Al-Jisri nunca se casou e todos, exceto um de seus irmãos, morreram, disse ele. Ele acha que seu irmão sobrevivente mora nos Estados Unidos, mas eles não mantêm contato.
Ele tem sobrinhas e sobrinhos que adoraria visitar em Aleppo, a cerca de uma hora de carro em tempos normais. Mas ele não faz a viagem há anos, porque isso exigiria cruzar uma linha de frente hostil entre as forças rebeldes e do governo.
Então ele passa seus dias vagando pelo mercado da cidade, conversando com vizinhos ou visitando amigos – ou com os filhos de amigos que morreram.
Não o incomoda que sejam todos muçulmanos.
“Somos todos irmãos”, disse.
Alguns dias, ele caminha até o cemitério onde trabalhou por tantos anos, apenas para verificar. Antes ocupado com as famílias indo e vindo, agora está deserto, e às vezes ele fica sentado por horas, sozinho com as lápides.
Mas, apesar do colapso de sua comunidade, ele disse que nunca considerou deixar a Síria.
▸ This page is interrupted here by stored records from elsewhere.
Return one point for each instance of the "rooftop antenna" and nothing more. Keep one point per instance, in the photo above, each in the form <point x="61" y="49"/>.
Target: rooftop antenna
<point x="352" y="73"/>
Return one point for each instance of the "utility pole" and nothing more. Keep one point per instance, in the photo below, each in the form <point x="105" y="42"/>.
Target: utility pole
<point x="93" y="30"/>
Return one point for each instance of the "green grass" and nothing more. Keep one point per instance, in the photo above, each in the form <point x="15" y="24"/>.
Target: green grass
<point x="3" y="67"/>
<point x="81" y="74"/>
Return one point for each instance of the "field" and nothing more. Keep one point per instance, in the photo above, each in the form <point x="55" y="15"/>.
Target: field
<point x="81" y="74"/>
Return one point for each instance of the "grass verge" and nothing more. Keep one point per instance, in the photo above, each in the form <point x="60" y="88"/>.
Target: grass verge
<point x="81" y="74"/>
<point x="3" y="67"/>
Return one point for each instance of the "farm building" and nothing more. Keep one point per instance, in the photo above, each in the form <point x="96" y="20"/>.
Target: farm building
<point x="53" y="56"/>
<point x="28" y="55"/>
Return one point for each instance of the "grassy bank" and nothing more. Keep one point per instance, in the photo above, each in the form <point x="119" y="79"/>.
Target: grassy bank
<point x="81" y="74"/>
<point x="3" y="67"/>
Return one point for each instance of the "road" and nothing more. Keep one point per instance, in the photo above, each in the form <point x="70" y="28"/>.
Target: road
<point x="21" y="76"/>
“Por que eu deveria?” ele disse. “Tenho amigos que amo muito, ninguém está me incomodando e eu não estou incomodando ninguém.”
As igrejas em Idlib ainda estão fechadas, embora o grupo islâmico que controla a área, como parte de seus esforços para minimizar seu passado mais extremista, tenha permitido que cristãos em vilarejos próximos retomem os cultos em suas igrejas.
Mas isso não convenceu a congregação de al-Jisri a retornar.
“Eu gostaria que eles voltassem”, disse ele.
Seus amigos mais próximos são os pombos de estimação que ele mantém em um quarto anexo à sua casa. Enquanto eles esvoaçam ao redor dele no pátio arrulhando, ele arremessa alpiste e canta para si mesmo músicas árabes antigas sobre o amor e um país que nem sempre o amou de volta:
Ó tesouro do Levante, seu amor está em minha mente,
O tempo mais doce, eu passei com você,
Você disse adeus e me prometeu,
Não se esqueça de mim, eu não vou te esquecer,
Não importa quantos anos e noites você se foi.